In cases in which the work performed "only affords facilities for the conduct of [the principal employer's] trade or business, . . . [i]f the work is of such a character that it ordinarily or appropriately would be perfomred [performed] by the principal employer's own employees in the prosecution of its business . . . it is a part or process of [the principal employer's] work." King v. Palmer, 129 Conn. 636, 641, 30 A.2d 659 (1943); see also Doyle v. Finitsis, 42 Conn. Sup. 168, 170, 608 A.2d 1191 (1992, Blue, J.) (providing flour for bakery not part or process of the business of a bakery). CT Page 7885
The defendants claim that the spinkler [sprinkler] work being done by Oberdick and Collazo was part of ACC's business.
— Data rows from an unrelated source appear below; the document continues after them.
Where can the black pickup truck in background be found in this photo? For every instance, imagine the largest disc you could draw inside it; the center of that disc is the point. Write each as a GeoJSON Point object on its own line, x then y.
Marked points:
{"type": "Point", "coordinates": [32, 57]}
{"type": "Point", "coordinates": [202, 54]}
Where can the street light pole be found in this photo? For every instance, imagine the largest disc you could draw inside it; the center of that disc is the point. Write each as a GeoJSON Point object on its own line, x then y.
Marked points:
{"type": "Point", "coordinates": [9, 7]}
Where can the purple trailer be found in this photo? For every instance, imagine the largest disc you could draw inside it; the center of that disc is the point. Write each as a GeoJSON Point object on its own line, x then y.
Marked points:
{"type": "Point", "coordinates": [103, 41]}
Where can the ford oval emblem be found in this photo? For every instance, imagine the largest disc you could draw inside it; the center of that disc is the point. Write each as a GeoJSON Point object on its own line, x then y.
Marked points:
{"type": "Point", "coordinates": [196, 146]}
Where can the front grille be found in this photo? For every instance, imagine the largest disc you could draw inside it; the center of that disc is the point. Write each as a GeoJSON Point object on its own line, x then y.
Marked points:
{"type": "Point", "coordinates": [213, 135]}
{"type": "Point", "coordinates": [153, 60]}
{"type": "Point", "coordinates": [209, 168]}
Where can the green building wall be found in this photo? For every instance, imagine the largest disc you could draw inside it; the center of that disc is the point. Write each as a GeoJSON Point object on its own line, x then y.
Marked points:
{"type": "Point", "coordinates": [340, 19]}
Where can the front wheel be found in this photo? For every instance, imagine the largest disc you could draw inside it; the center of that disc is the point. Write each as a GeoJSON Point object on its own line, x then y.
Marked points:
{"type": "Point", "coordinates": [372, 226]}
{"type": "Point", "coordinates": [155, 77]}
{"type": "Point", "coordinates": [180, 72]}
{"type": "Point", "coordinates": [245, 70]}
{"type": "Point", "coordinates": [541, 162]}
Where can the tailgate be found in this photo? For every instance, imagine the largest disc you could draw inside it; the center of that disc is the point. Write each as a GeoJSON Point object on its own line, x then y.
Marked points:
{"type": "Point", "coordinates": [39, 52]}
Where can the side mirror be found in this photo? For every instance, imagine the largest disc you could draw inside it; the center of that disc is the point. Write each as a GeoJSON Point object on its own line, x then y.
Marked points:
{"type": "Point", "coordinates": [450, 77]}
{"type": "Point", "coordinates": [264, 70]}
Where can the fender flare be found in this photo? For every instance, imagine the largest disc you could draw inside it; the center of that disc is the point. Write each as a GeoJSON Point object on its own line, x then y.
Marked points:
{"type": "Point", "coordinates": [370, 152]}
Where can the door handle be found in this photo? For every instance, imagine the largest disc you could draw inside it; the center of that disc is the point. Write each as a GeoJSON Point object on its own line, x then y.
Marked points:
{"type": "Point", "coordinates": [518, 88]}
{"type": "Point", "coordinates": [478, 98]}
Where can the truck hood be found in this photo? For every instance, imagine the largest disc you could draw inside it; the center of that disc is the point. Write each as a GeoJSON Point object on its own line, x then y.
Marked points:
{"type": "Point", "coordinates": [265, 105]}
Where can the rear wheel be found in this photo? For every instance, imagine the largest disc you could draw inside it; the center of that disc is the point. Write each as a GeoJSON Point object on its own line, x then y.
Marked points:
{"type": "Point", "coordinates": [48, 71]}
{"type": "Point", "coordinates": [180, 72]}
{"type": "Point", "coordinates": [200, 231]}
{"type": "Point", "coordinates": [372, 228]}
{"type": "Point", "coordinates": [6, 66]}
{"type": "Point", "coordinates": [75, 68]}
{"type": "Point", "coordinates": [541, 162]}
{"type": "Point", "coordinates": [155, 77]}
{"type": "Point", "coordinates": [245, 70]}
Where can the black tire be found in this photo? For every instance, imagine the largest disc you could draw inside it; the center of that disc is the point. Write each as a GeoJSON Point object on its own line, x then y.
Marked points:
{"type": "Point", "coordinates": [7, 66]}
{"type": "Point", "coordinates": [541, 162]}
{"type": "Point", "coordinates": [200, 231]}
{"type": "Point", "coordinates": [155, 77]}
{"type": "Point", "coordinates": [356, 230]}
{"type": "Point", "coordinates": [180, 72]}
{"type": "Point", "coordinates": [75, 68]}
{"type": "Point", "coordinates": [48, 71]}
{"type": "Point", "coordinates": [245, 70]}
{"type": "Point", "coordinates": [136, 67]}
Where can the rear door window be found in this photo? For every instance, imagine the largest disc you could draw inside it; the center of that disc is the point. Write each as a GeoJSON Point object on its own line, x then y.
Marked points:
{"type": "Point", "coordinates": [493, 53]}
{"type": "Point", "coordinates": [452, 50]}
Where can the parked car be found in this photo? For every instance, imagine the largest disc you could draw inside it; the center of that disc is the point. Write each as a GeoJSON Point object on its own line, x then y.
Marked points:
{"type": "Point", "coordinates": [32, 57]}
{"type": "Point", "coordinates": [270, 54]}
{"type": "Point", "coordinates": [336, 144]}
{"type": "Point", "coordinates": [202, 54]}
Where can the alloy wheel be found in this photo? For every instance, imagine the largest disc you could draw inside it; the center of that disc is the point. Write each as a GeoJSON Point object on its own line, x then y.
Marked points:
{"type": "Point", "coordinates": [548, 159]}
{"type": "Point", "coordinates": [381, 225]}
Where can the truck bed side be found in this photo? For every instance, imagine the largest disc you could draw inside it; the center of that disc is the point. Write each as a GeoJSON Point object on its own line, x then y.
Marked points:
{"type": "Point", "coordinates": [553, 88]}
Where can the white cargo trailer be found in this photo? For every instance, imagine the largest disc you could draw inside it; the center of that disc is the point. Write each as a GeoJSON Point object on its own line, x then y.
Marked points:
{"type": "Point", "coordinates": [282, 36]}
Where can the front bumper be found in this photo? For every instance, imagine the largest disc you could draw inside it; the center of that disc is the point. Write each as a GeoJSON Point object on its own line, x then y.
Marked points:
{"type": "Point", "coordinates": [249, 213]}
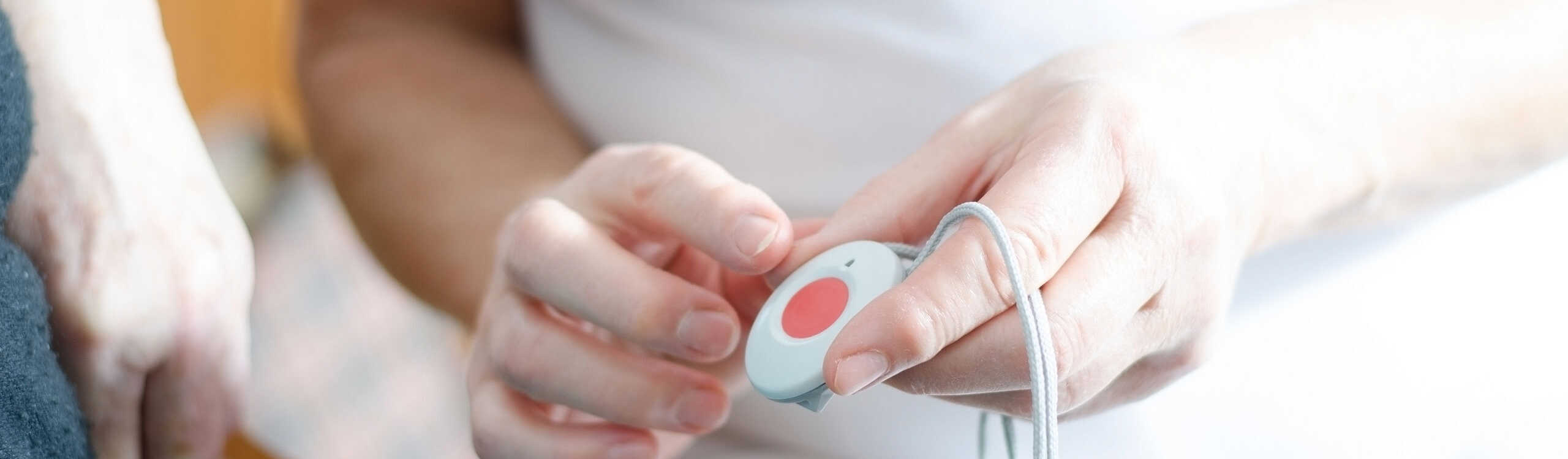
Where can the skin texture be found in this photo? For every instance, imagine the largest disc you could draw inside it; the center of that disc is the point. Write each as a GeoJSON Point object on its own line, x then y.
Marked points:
{"type": "Point", "coordinates": [1133, 176]}
{"type": "Point", "coordinates": [1136, 179]}
{"type": "Point", "coordinates": [146, 264]}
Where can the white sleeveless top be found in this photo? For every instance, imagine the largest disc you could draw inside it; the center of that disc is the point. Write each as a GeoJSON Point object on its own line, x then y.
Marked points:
{"type": "Point", "coordinates": [811, 99]}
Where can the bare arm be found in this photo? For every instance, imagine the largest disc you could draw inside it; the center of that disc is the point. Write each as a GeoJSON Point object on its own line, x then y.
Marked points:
{"type": "Point", "coordinates": [433, 130]}
{"type": "Point", "coordinates": [146, 262]}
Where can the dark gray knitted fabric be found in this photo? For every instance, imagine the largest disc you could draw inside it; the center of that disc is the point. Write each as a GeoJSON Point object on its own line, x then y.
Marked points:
{"type": "Point", "coordinates": [38, 409]}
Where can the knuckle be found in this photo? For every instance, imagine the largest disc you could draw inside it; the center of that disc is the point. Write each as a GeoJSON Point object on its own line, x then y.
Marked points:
{"type": "Point", "coordinates": [913, 381]}
{"type": "Point", "coordinates": [1071, 394]}
{"type": "Point", "coordinates": [1067, 340]}
{"type": "Point", "coordinates": [657, 166]}
{"type": "Point", "coordinates": [919, 331]}
{"type": "Point", "coordinates": [522, 359]}
{"type": "Point", "coordinates": [657, 317]}
{"type": "Point", "coordinates": [526, 234]}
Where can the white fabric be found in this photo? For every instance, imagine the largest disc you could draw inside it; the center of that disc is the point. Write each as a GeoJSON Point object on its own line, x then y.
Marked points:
{"type": "Point", "coordinates": [1431, 340]}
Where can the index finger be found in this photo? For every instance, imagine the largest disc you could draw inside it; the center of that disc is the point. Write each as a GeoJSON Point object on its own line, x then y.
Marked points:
{"type": "Point", "coordinates": [671, 192]}
{"type": "Point", "coordinates": [1048, 201]}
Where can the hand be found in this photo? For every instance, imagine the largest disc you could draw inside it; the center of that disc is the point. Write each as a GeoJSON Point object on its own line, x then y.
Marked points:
{"type": "Point", "coordinates": [148, 272]}
{"type": "Point", "coordinates": [1131, 196]}
{"type": "Point", "coordinates": [617, 304]}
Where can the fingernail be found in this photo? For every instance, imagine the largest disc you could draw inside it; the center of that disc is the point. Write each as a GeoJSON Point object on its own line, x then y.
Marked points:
{"type": "Point", "coordinates": [755, 233]}
{"type": "Point", "coordinates": [631, 450]}
{"type": "Point", "coordinates": [700, 409]}
{"type": "Point", "coordinates": [706, 332]}
{"type": "Point", "coordinates": [860, 370]}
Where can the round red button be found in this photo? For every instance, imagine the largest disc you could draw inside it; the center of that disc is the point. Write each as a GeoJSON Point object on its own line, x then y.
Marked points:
{"type": "Point", "coordinates": [814, 307]}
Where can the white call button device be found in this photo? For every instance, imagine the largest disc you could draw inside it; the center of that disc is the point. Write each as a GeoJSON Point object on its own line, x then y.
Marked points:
{"type": "Point", "coordinates": [797, 325]}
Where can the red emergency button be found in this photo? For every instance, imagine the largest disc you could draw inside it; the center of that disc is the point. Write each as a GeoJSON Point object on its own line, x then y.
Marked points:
{"type": "Point", "coordinates": [814, 307]}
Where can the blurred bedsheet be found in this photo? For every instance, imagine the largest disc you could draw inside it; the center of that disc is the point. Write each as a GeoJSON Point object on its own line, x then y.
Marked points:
{"type": "Point", "coordinates": [345, 364]}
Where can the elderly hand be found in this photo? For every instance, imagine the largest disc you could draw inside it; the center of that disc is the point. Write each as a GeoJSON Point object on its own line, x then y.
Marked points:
{"type": "Point", "coordinates": [148, 272]}
{"type": "Point", "coordinates": [617, 306]}
{"type": "Point", "coordinates": [1131, 193]}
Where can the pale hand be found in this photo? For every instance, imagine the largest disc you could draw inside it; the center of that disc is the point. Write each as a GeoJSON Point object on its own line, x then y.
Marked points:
{"type": "Point", "coordinates": [1131, 196]}
{"type": "Point", "coordinates": [615, 307]}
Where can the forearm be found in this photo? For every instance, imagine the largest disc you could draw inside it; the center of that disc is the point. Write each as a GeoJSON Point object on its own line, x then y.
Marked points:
{"type": "Point", "coordinates": [1382, 107]}
{"type": "Point", "coordinates": [113, 141]}
{"type": "Point", "coordinates": [432, 132]}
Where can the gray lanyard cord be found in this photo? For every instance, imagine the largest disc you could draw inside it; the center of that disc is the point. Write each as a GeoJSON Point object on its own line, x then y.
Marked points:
{"type": "Point", "coordinates": [1037, 337]}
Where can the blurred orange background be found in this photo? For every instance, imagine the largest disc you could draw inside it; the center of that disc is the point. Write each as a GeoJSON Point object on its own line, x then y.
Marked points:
{"type": "Point", "coordinates": [345, 364]}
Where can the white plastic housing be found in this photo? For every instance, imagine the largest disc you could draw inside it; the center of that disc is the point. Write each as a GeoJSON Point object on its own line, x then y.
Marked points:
{"type": "Point", "coordinates": [789, 370]}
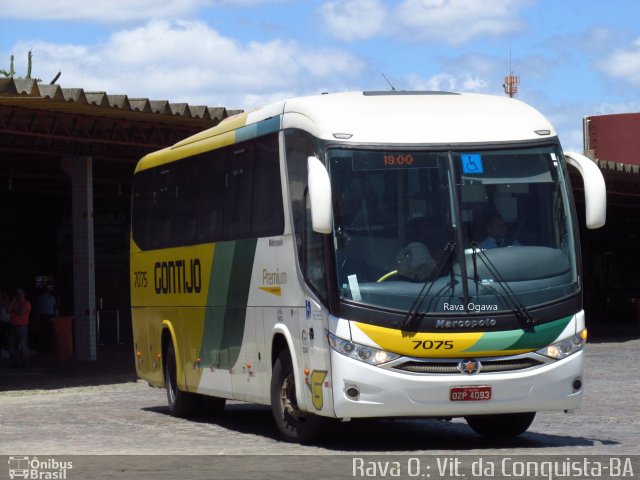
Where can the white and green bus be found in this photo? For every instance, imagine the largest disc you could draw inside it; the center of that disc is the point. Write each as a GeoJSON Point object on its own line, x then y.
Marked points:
{"type": "Point", "coordinates": [370, 254]}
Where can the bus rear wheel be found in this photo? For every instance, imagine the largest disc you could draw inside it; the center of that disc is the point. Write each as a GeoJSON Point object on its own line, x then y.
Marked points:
{"type": "Point", "coordinates": [293, 424]}
{"type": "Point", "coordinates": [181, 404]}
{"type": "Point", "coordinates": [501, 426]}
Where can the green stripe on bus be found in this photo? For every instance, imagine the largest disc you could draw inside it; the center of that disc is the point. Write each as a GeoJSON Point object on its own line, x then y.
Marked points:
{"type": "Point", "coordinates": [214, 351]}
{"type": "Point", "coordinates": [541, 335]}
{"type": "Point", "coordinates": [238, 296]}
{"type": "Point", "coordinates": [227, 303]}
{"type": "Point", "coordinates": [258, 129]}
{"type": "Point", "coordinates": [530, 339]}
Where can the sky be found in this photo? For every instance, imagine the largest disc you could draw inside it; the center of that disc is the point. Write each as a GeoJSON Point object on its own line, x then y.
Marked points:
{"type": "Point", "coordinates": [574, 57]}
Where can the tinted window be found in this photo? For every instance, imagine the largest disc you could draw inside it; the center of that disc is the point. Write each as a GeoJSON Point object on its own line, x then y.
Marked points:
{"type": "Point", "coordinates": [225, 194]}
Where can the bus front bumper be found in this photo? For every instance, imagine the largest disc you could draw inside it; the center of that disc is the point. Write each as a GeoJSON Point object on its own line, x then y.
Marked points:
{"type": "Point", "coordinates": [361, 390]}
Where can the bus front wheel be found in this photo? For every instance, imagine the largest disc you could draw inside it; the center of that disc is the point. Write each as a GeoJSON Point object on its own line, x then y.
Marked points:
{"type": "Point", "coordinates": [294, 424]}
{"type": "Point", "coordinates": [501, 426]}
{"type": "Point", "coordinates": [181, 404]}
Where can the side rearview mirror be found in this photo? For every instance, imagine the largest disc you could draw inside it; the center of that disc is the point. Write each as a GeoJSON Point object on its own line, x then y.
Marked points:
{"type": "Point", "coordinates": [595, 191]}
{"type": "Point", "coordinates": [319, 196]}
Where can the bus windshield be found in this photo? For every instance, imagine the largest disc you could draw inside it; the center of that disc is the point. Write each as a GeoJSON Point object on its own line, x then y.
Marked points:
{"type": "Point", "coordinates": [473, 230]}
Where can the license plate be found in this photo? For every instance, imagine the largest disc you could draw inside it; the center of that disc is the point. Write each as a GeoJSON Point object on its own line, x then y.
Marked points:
{"type": "Point", "coordinates": [471, 393]}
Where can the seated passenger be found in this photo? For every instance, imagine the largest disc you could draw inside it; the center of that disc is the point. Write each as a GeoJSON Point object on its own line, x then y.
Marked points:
{"type": "Point", "coordinates": [415, 262]}
{"type": "Point", "coordinates": [497, 234]}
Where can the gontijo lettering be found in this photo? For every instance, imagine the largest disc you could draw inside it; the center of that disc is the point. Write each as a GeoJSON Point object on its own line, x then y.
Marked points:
{"type": "Point", "coordinates": [178, 276]}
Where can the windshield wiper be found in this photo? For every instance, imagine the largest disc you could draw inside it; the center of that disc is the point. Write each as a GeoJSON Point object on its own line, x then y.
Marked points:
{"type": "Point", "coordinates": [414, 312]}
{"type": "Point", "coordinates": [518, 308]}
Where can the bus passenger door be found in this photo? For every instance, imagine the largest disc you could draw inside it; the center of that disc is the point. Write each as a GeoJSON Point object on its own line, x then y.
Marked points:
{"type": "Point", "coordinates": [248, 373]}
{"type": "Point", "coordinates": [315, 359]}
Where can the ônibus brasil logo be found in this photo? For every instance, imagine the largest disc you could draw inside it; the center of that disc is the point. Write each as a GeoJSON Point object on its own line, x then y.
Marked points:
{"type": "Point", "coordinates": [33, 468]}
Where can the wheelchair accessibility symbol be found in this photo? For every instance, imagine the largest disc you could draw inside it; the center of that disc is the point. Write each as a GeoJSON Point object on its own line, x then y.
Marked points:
{"type": "Point", "coordinates": [472, 163]}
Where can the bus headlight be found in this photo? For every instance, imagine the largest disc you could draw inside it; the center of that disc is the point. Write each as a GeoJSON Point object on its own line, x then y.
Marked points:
{"type": "Point", "coordinates": [565, 347]}
{"type": "Point", "coordinates": [370, 355]}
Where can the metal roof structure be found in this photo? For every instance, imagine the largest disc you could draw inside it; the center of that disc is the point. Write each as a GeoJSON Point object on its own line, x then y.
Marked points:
{"type": "Point", "coordinates": [40, 123]}
{"type": "Point", "coordinates": [50, 120]}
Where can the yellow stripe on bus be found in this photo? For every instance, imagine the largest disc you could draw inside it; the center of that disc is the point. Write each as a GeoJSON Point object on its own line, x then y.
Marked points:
{"type": "Point", "coordinates": [420, 344]}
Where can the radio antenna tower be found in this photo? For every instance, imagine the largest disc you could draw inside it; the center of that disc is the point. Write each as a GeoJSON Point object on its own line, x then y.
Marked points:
{"type": "Point", "coordinates": [511, 81]}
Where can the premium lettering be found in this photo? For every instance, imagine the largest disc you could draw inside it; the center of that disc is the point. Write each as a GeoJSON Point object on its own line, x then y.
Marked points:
{"type": "Point", "coordinates": [178, 276]}
{"type": "Point", "coordinates": [273, 278]}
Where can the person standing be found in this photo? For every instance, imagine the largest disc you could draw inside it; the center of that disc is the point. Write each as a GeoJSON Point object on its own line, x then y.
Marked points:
{"type": "Point", "coordinates": [19, 311]}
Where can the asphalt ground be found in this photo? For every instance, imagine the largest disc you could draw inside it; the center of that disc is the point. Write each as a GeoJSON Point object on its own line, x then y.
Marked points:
{"type": "Point", "coordinates": [100, 408]}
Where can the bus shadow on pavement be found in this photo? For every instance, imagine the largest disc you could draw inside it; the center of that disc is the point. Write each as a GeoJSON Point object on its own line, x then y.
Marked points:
{"type": "Point", "coordinates": [114, 365]}
{"type": "Point", "coordinates": [383, 435]}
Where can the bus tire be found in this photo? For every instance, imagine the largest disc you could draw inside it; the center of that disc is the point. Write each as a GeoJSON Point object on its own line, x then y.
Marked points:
{"type": "Point", "coordinates": [181, 404]}
{"type": "Point", "coordinates": [500, 426]}
{"type": "Point", "coordinates": [294, 424]}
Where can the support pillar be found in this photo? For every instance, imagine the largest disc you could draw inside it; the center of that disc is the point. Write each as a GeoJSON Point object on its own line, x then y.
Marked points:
{"type": "Point", "coordinates": [80, 170]}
They point to the facts that a licensed plumber employed by ACC had installed the original sprinkler system in the spray booth and performed regular maintenance and repairs on the sprinkler system in the plant. (Affidavit of Thomas Leone, ACC plumber). The defendants argue that the only reason ACC contracted with Ursini was that the in-house plumber was too busy with other plumbing work to do the job. (Affidavit of Thomas Leone).
To prevail on their motion for summary judgment, the defendants must establish that there is no genuine issue of material fact whether the principal employer defense applies to ACC and Echlin. Therefore, the defendants must show that there is no genuine issue of material fact whether installing spinklers [sprinklers] in the spray paint booth was a part of process of ACC's business. In their briefs and at oral argument, the defendants claimed that ACC's business was more expansive than merely manufacturing automotive parts, and that ACC manufactured many of the machines used in the manufacturing process. The defendants provided no support for these claims.
The work will be part or process of ACC's business only if the work would ordinarily have been performed by ACC employees. In affidavits provided by the defendants in support of their motion for summary judgment, George Rockwell, the ACC maintenance supervisor, stated that Ursini had previously done sprinkler work at ACC, and Thomas Leone, the ACC in-house plumber, described his sprinkler work as repair and maintenance of the existing sprinkler system. The plaintiffs provided the affidavit of Thomas Oberdick, an Ursini supervisor, who stated that Ursini had done a great deal of sprinkler work at ACC. These statements raise a genuine issue of material fact whether ACC employees would ordinarily do this work. Whether ACC employees were able to do the work is not the issue before the court. The question is whether they ordinarily do so. Doyle v. Finitsis, supra.
Because there is a question of fact regarding the actual practices at ACC, the defendant's motion for summary judgment is denied. Also, because it is unclear whether the principal employer defense applies to ACC, it is also not clear whether the principal employer defense applies to ACC's parent corporation, Echlin. CT Page 7886
Donald W. Celotto, Judge
All counsel are congratulated on the excellence of their respective briefs and presentations.